Тактильными воспоминаниями Хелен – воспоминаниями, основанными на прикосновении, – было невозможно поделиться. Язык же дал ей возможность стать частью общества. В восьмилетнем возрасте, когда Хелен вместе с Энн отправились в Институт Перкинса для слепых в Бостоне (где училась сама Салливан), она впервые в жизни смогла пообщаться с другими детьми. «Какое же счастье! – написала она. – Свободно говорить с другими детьми! Чувствовать себя как дома в большом мире!»
То, как Хелен с помощью Энн Салливан открыла для себя язык, отражает суть отношений между психотерапевтом и пациентом, которая состоит в поиске слов там, где их раньше не было, с дальнейшей целью поделиться с другим человеком своими самыми глубокими чувствами и своей самой глубокой болью.
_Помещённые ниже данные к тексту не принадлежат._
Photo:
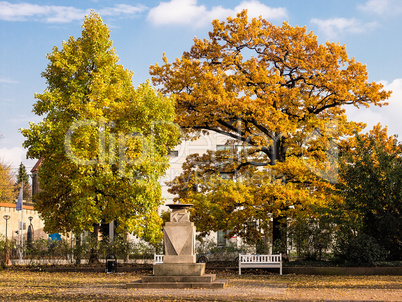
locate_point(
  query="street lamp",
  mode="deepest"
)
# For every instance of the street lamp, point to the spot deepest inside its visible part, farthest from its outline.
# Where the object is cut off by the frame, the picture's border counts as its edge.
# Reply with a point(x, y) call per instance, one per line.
point(7, 260)
point(30, 235)
point(6, 217)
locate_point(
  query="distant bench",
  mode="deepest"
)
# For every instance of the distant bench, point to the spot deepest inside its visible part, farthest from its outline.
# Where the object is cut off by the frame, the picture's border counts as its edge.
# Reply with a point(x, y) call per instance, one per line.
point(260, 261)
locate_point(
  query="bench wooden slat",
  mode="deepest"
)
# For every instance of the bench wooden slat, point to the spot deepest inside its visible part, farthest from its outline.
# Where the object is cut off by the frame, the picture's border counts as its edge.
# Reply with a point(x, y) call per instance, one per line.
point(261, 261)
Это одно из самых глубоких переживаний, которые может испытать человек, и этот резонанс, позволяющий обнаружить, произнести и услышать прежде невысказанные слова, является ключом к исправлению созданного травмой чувства изоляции – особенно если другие люди в нашей жизни игнорировали или заставляли нас молчать. Полноценное общение – прямая противоположность психологической травмы.
На деле, однако, любой, кто начинает посещать психотерапевта, практически сразу же сталкивается с ограничениями, которые создает для нас язык. Так происходит и с моим собственным психоанализом. Хотя я говорю свободно и могу рассказать интересные истории, я быстро осознал, насколько тяжело глубоко ощущать свои чувства, одновременно делиться ими с кем-то другим. Когда я устанавливал контакт с самыми сокровенными, болезненными или обескураживающими моментами своей жизни, передо мной зачастую вставал выбор: я мог либо сосредоточиться на повторном мысленном переживании сцен из прошлого, позволив себе почувствовать то, что я чувствовал тогда, либо мог последовательно и логично изложить воспоминания своему психоаналитику. Выбирая второй вариант, я быстро терял контакт со своим «Я» и становился сосредоточенным на его мнении о том, что я ему рассказывал. При малейшем намеке на сомнение или осуждение с его стороны я тут же закрывался, переключая свое внимание на то, чтобы вновь добиться его одобрения.